Al margen, había otras heridas que aún no sanaban del todo. En 1998 fue invitado a una reunión de compañeros de curso. De su grupo cercano, de los que estuvieron presos, era el único que estaba en Chile.

Muchos de los presentes lo consideraban un “terrorista”. A su llegada, en algunos grupos se produjo un silencio. Los que no sabían su historia se alegraron de verlo. Otros, que conocían de su paso por la cárcel, lo miraron con recelo.

—La Fuerza Aérea se encargó de relatar que las personas juzgadas eran entes peligrosos. Y no contó ni relató los hechos que realmente pasaron.

Jorge cuenta todo en sus memorias: “Aviación contra Bachelet y otros”.

—¿Su historia se logró instalar como una verdad en la Fuerza Aérea?

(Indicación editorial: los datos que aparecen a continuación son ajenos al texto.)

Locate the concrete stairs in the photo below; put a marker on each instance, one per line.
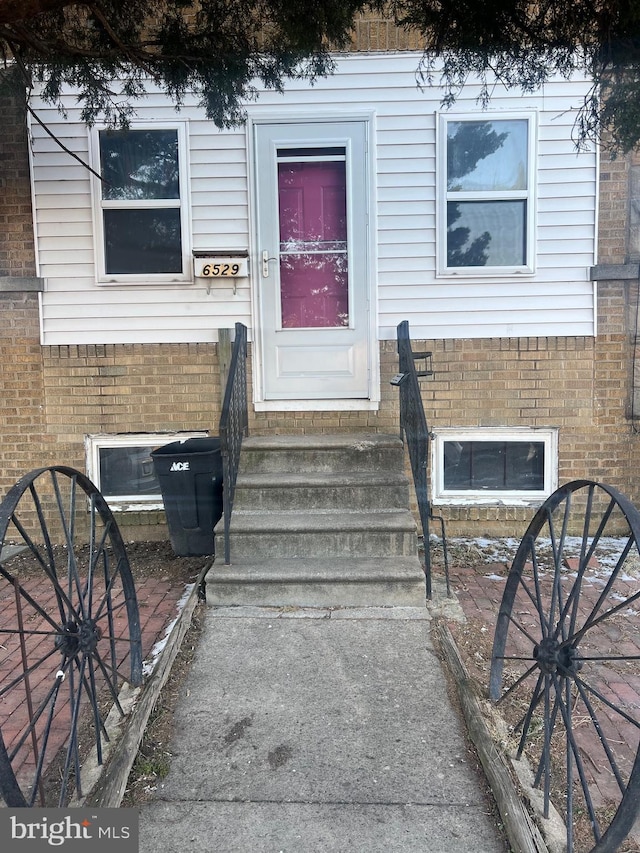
(320, 521)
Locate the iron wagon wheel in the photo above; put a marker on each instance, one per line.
(565, 659)
(69, 633)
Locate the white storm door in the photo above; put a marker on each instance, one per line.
(313, 264)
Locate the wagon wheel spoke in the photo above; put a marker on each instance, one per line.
(565, 637)
(70, 616)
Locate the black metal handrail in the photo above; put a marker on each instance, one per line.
(234, 425)
(414, 428)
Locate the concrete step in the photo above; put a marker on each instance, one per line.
(328, 453)
(317, 582)
(321, 490)
(327, 534)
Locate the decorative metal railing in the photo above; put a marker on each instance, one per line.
(415, 431)
(234, 425)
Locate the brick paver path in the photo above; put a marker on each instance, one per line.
(480, 590)
(158, 602)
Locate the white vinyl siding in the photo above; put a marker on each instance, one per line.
(557, 300)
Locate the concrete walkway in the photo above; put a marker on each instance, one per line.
(305, 731)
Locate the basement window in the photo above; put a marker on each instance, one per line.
(122, 468)
(516, 467)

—Parece que sí, porque aceptaron el libro. La Fuerza Aérea tiene este libro en todas sus bibliotecas. De Arica a Punta Arenas. Lo tienen en sus librerías, en las unidades. El comandante en jefe, a quien le regalé este libro también, tuve unas entrevistas con él, considera que es conciliador.

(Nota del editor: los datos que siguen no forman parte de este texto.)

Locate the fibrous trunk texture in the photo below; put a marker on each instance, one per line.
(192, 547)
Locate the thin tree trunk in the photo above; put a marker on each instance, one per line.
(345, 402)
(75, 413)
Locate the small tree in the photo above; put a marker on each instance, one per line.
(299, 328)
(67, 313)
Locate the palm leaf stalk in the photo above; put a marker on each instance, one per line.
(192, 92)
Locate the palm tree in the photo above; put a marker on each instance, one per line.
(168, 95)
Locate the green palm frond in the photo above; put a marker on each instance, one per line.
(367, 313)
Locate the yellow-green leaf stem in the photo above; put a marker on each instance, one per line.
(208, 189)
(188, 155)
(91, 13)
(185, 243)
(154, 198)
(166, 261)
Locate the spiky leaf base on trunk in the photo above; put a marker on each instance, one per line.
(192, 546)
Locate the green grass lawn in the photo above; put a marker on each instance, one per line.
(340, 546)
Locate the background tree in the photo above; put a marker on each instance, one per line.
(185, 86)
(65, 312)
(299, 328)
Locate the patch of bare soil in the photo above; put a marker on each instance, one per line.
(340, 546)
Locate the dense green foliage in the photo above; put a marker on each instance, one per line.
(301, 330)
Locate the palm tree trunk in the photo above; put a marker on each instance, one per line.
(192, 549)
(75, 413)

El tiempo, sin duda, le dio la razón. La Corte Suprema, tras un largo proceso previo en la Corte Interamericana de Derechos Humanos (CIDH), anuló en 2017 el juicio y todo el proceso.

Hoy, 50 años después, técnicamente se encuentra en servicio activo, pues el decreto de su baja en 1973 quedó sin efecto.

Mientras tanto, a la espera de una resolución, con su esposa miran de reojo a Canadá.

—Ahora que somos viejitos a lo mejor volvemos. Igual ya lo tenemos decidido. Nuestros hijos están viviendo bien afuera.

—Planean hacerlo pronto, entonces.

—Quién sabe, en un par de años. Una cosa así.